Scheme: change recursive process to iterative one

Question

This is the recursive procedure for a function f(n) = n if n<3 and f(n) = f(n - 1) + 2f(n - 2) + 3f(n - 3) if n ≥ 3

(define (f n)
  (if (< n 3)
      n
      (+ (f (- n 1))
         (* 2 (f (- n 2)))
         (* 3 (f (- n 3))))))

The problem set is to change it to an iterative recursion. I came up with this:

(define (g n)
  (if (< n 3)
      n
      (g-helper n)))

(define (g-helper n)
  (if (< n 3)
      n
      (+ (basemaker 0 1 (- n 1))
         (g-helper (- n 1))
         (* 2 (basemaker 0 2 (- n 2))
            (g-helper (- n 2)))
         (* 3 (basemaker 0 3 (- n 3))
            (g-helper (- n 3))))))

(define (basemaker counter constant n)
  (cond ((= 2 n) 2)
        ((= 1 n) 1)
        ((= 0 n) 0)
        (else
            (basemaker (+ counter constant) constant (- n constant)))))

Something is wrong:

 > (f 3)
4
> (f 4)
11
> (f 5)
25
> (g 3)
6
> (g 4)
19
> (g 5)
45
>

Spent hours on this, but I can't see what I'm doing wrong. I know the code is repetitive and clunky, but I would like to see what I have not understood about the process before I refine the syntax.

Thanks.

Answer 1

A part from the error, the problem with your code is that only the function basemaker is tail-recursive, but not g-helper, since inside its body the “last” call is that of +, not to g-helper itself.
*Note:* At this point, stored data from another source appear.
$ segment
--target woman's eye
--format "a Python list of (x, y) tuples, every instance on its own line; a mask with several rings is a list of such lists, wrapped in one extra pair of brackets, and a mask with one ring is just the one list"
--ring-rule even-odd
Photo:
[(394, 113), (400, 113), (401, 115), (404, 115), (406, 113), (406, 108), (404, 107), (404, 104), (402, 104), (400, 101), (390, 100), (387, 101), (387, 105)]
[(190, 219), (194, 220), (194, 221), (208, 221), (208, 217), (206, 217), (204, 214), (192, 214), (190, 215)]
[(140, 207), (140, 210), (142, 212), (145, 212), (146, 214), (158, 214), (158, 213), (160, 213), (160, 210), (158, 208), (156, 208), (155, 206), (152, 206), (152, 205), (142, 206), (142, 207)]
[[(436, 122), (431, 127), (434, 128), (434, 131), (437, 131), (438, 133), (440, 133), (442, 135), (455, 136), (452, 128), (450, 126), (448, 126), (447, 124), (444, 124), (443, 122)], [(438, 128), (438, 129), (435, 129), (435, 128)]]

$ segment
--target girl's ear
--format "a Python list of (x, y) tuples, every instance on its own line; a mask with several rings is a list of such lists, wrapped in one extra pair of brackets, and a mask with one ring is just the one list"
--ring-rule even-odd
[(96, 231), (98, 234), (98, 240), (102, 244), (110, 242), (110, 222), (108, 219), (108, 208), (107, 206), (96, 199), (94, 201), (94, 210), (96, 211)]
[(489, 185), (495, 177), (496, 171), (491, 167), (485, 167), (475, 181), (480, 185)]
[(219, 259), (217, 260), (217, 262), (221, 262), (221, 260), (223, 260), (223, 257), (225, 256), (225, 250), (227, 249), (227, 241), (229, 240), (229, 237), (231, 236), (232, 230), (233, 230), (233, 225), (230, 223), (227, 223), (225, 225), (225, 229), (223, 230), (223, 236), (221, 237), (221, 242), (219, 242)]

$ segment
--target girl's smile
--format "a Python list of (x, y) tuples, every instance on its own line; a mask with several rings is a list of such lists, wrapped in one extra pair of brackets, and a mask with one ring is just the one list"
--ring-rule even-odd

To write a recursive function in a tail-recursive way, usually one transform the function by adding a parameter that “accumulates” the partial result during the computation, and which is returned at the end. In this case, however we need three additional parameters that keep tracks of three results of the function during its computation, since, to calculate the function at a value n, it is necessary to use the three previous values. So here is a possible solution

(define (g n)
  (define (aux n fn1 fn2 fn3)
    (if (< n 3)
        fn1
        (aux (- n 1) (+ fn1 (* 2 fn2) (* 3 fn3)) fn1 fn2)))
  (if (< n 3)
      n
      (aux n 2 1 0)))

Initially, the parameters are assigned the values of the function for n=2, n=1, and n=0 respectively, and during the computation a new value for the function is calculated from the previous three values, and it is passed to the next iteration by “shifting” the other two values. The process terminates when we reach a value less than 3 (that is 2), and the result is the previous result of the function.